Alla domanda relativa a quando è arrivato il Giappone, filmicamente parlando, nella sua vita, egli ha nominato i film di Kōhei Oguri, seguiti poi da quelli di Yasuzo Masumura (a cui, tra l’altro, ha dedicato una monografia) e dalle opere del cinema di Pinku Eiga. Senza escludere la nouvelle vague nipponica, Biondi preferisce cineasti come Susumu Hani e Yoshishige Yoshida.
Ho chiesto allora perché focalizzare l’attenzione di un libro su un cinema già poco noto di per sé, proprio sul versante sperimentale. Biondi, concordando sulla non conoscenza dell’argomento da parte del pubblico occidentale, ha dichiarato di aver scritto L’arcipelago per esplorare l’universo di un cinema che in Giappone ha dato alcuni dei risultati più significativi e in termini di assunti concettuali e in termini di ricerca linguistica.
Tra i registi che Biondi stima figurano infatti Motoharu Jōnouchi, Yoji Kuri, Katsu Kanai, Kazuo Hara, e Donald Richie, per quanto egli debba aggiungere obbligatoriamente Toshio Matsumoto e Shūji Terayama, oggetto, nel suo libro, proprio di due capitoli specifici.
In merito ai film, non potendo citarli tutti, in considerazione delle numerose tensioni artistiche e culturali, “vince” Il funerale delle rose di Matsumoto.
Non ho potuto dunque esimermi dal chiedergli se esista o meno uno specimen del cinema ne L’Arcipelago . La risposta non poteva esser univoca: per certi aspetti, Takahiko Iimura, per altri Terayama, per altri ancora Obayashi.

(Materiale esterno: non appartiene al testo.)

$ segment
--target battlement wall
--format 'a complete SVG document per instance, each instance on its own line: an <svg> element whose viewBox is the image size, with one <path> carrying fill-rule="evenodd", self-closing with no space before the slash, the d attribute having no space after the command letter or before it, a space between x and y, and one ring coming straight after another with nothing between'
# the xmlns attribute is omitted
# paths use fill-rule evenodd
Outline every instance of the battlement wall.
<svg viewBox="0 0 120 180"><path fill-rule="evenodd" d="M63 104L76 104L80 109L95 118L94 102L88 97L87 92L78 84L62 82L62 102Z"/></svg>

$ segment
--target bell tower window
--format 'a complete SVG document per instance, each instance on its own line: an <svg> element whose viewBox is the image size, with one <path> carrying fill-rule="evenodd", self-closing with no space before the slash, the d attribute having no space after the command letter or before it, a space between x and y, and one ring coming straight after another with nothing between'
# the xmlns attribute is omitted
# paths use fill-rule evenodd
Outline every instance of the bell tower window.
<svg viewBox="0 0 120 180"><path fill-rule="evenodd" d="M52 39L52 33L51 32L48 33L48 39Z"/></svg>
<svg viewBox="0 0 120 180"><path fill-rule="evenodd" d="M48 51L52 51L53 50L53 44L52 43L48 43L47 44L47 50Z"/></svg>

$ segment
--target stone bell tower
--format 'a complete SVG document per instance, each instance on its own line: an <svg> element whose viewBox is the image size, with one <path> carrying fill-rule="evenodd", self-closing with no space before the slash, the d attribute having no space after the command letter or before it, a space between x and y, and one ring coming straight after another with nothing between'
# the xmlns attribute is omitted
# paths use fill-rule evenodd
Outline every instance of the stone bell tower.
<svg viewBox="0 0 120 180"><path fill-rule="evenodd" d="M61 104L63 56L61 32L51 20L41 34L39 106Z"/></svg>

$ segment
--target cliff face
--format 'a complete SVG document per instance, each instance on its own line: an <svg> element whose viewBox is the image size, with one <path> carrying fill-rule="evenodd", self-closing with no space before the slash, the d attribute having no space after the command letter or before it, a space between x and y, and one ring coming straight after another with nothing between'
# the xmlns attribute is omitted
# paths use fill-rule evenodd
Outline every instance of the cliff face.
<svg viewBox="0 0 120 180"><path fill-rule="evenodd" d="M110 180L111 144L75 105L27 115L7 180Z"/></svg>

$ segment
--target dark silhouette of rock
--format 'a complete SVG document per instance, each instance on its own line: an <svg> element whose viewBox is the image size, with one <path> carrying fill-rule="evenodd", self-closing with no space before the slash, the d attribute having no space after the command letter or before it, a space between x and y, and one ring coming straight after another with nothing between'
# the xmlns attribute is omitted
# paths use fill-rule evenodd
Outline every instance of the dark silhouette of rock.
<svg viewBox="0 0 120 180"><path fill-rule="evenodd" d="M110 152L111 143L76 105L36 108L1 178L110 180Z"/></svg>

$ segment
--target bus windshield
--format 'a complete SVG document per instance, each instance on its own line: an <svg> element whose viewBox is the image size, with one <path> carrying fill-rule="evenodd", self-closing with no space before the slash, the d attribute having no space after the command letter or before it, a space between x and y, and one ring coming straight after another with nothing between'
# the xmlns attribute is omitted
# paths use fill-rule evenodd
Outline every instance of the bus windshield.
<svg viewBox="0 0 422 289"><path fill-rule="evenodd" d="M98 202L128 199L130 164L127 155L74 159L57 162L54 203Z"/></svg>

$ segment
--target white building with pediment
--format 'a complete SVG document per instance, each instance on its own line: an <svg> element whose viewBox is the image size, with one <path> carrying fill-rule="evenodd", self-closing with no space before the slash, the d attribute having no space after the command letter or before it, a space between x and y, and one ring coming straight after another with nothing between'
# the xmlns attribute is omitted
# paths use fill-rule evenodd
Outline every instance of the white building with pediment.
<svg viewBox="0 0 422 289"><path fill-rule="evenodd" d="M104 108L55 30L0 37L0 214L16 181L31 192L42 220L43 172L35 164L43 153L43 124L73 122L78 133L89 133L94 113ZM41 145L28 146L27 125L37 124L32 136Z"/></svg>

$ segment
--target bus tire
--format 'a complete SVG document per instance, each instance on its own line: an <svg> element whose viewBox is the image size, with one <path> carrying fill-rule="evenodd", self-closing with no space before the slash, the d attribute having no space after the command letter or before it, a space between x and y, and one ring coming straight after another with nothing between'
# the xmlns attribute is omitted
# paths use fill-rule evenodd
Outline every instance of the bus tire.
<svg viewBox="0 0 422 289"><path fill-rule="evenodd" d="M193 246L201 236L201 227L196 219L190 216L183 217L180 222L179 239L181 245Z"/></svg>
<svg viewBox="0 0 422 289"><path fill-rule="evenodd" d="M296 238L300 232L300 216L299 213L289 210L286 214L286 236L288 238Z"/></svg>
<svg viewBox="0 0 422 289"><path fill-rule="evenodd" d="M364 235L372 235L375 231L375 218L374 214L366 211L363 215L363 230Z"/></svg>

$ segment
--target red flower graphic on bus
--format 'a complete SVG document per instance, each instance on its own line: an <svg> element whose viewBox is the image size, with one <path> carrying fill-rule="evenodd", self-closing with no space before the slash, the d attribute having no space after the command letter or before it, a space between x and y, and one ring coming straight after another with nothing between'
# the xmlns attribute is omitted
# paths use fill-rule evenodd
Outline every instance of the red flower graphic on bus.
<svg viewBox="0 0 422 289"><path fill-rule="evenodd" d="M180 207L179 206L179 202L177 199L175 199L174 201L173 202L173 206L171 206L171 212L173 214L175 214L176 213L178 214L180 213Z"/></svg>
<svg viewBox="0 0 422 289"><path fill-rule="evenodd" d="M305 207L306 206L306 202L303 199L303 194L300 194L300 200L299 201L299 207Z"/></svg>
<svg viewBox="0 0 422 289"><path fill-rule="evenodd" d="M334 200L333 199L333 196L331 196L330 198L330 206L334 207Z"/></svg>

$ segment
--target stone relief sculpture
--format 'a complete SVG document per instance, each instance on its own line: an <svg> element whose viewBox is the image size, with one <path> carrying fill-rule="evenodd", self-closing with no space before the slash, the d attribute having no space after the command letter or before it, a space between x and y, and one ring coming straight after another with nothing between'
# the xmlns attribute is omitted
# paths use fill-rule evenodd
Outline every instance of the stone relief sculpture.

Ognuno di loro ha presieduto un certo discorso poi assunto dai cineasti successivi.
Ecco perché dovremmo tutti leggere il libro di Biondi, per comprendere che, anche in un arcipelago, il cinema è molto più ed altro dall’idea generica e convenzionale data in pasto al pubblico medio: Biondi sostiene che tutti i registi giapponesi sperimentali hanno posto delle basi per i cineasti venturi, discorso, nella sua verità incontrovertibile, ma difficilmente testimoniabile, nell’attuale panorama italiano, dove tutti “fanno film” alla velocità del vento in assenza di idee, di forme, di linguaggio, di pensieri, di ricordi, di memoria.
Biondi afferma, a mio giudizio, giustamente, che il cinema italiano dovrebbe mutuare da quello nipponico la capacità di equilibrio straordinaria fra la geometrica astrazione delle immagini e la violenza dei contenuti espressivi.
Tuttavia i registi e gli spettatori nostrani come, nella maggior parte del resto del mondo, ignorano le principali figure di pratica artistica del cinema sperimentale giapponese, sia perché pochi sono i cineasti ancora viventi e in attività, sia perché quasi nessuno dei professionisti citati nel libro scritto da Beniamino Biondi è inserito nelle storie del cinema mondiale, fatti salvi i casi di Terayama e Matsumoto, ma anche lì in modo vago, accennato e in fondo marginale.
Personalmente ho voluto verificare quanto sopra sfogliando alcuni manuali di storia del cinema e dei film di recente pubblicazione: al massimo, compaiono, condensati in due paginette, soltanto i nomi di Ōshima, Imamura e Teshigahara.
Ecco spiegato il pregio del libro di Biondi con cui ho aperto questa mia analisi: esso è un viatico all’approfondimento e in primis alla conoscenza ovvero permette di portare alla luce buona parte dell’ignoto, compiendo un viaggio affascinante terramarique, inviando, una volta giunti nell’arcipelago di un mondo così lontano, un chiarissimo messaggio di universalità e bellezza dell’Arte, priva di qualsivoglia imponibile limes.